Setelah kita membuat identifikasi
masalah, langkah selanjutnya adalah melaksanakan:
a. Perencanaan (Planning)
Hal yang sangat penting dari tahap
perencanaan adalah rincian operasional mengenai tindakan yang ingin dikerjakan
atau perubahan yang akan dilakukan. Alternatif tindakan untuk perbaikan
pembelajaran dapat dipandang sebagai hipotesis. Hipotesis dalam PTK
merupakan tindakan yang diduga dapat memecahkan masalah pembelajaran. Mengingat
sifat dari hipotesis dalam PTK ini, maka bentuk perumusannya akan berbeda
dengan bentuk perumusan yang digunakan dalam penelitian biasa (umum).

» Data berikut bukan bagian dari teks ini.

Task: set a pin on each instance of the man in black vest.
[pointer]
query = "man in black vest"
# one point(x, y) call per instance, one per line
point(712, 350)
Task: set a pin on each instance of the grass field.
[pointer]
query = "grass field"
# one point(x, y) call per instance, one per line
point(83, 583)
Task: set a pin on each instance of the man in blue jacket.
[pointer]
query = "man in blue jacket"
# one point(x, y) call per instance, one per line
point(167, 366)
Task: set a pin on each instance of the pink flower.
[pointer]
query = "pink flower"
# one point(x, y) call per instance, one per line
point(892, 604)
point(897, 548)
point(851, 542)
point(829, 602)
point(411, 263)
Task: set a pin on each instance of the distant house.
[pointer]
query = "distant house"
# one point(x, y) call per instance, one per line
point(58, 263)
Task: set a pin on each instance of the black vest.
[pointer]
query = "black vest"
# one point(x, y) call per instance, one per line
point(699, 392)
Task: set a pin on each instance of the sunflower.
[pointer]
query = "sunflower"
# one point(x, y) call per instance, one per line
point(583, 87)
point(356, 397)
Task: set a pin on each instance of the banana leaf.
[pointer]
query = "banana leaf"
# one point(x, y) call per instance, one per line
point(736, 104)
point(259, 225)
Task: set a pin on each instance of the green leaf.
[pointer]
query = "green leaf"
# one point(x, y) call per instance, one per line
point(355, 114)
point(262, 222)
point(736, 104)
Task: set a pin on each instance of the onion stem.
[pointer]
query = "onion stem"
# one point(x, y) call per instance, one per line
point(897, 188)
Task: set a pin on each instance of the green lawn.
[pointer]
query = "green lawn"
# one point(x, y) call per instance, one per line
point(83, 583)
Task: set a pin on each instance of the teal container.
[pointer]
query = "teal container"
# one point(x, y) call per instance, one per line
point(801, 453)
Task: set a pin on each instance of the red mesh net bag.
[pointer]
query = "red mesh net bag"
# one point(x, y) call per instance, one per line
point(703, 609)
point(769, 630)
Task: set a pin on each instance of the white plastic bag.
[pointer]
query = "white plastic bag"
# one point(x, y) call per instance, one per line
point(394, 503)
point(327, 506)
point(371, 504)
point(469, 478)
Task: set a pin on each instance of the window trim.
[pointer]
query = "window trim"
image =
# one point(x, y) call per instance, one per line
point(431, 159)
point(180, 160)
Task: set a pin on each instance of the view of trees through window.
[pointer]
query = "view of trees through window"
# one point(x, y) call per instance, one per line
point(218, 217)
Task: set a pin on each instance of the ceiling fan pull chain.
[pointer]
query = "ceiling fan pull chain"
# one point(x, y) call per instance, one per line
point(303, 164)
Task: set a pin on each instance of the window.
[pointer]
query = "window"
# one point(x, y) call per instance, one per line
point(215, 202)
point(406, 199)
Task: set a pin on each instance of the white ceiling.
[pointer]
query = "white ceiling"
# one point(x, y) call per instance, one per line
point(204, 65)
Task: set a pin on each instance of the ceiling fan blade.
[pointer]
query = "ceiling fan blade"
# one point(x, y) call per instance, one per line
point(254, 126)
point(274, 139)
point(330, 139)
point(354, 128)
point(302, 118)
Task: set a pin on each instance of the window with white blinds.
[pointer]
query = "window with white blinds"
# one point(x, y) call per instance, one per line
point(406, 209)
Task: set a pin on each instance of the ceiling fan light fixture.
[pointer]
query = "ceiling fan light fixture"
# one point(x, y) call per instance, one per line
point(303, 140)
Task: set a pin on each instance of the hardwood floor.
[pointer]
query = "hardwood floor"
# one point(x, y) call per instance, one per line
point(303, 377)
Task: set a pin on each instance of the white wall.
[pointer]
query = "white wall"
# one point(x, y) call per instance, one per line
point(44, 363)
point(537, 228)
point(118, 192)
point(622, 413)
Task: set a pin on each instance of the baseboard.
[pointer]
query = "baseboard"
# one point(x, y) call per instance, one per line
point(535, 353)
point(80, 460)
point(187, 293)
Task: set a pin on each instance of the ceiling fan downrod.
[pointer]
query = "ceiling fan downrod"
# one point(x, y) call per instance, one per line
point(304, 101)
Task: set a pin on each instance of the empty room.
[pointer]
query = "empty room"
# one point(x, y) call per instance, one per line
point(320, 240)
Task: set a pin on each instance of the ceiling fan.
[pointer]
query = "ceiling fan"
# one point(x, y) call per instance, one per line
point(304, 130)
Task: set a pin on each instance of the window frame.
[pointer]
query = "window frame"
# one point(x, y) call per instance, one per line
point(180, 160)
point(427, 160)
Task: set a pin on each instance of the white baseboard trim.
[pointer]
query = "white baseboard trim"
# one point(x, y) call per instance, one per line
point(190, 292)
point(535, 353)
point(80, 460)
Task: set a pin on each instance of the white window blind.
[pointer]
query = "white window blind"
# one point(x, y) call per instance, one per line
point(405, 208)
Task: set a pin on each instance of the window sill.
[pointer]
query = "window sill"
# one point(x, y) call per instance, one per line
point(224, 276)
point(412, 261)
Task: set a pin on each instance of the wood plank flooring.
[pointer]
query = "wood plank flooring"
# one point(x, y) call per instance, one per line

Dugaan keberhasilan tindakan dalam
pemecahan masalah tidak dapat terlepas dari pengalaman mengajar guru (refleksi
dari pengalamannya sendiri), kajian teoretik dalam bidang pembelajaran, kajian
terhadap hasil-hasil penelitian yang relevan, dan kajian terhadap saran dan
pendapat dari pakar pendidikan. Refleksi dan kajian-kajian di atas merupakan
landasan yang kuat dalam membangun hipotesis dalam PTK. Alternatif hipotesis
yang telah dirumuskan perlu dinilai dan dipilih mana yang paling menjanjikan
hasil yang optimal tetapi masih berada dalam konteks lingkungan sekolah dan
fasilitas pendukungnya, kemampuan guru untuk mengelolanya, dan kemampuan
rata-rata peserta didik yang menyerapnya. Di samping itu mungkin juga perlu
menyiapkan kuesioner atau alat pengumpul informasi yang akan digunakan.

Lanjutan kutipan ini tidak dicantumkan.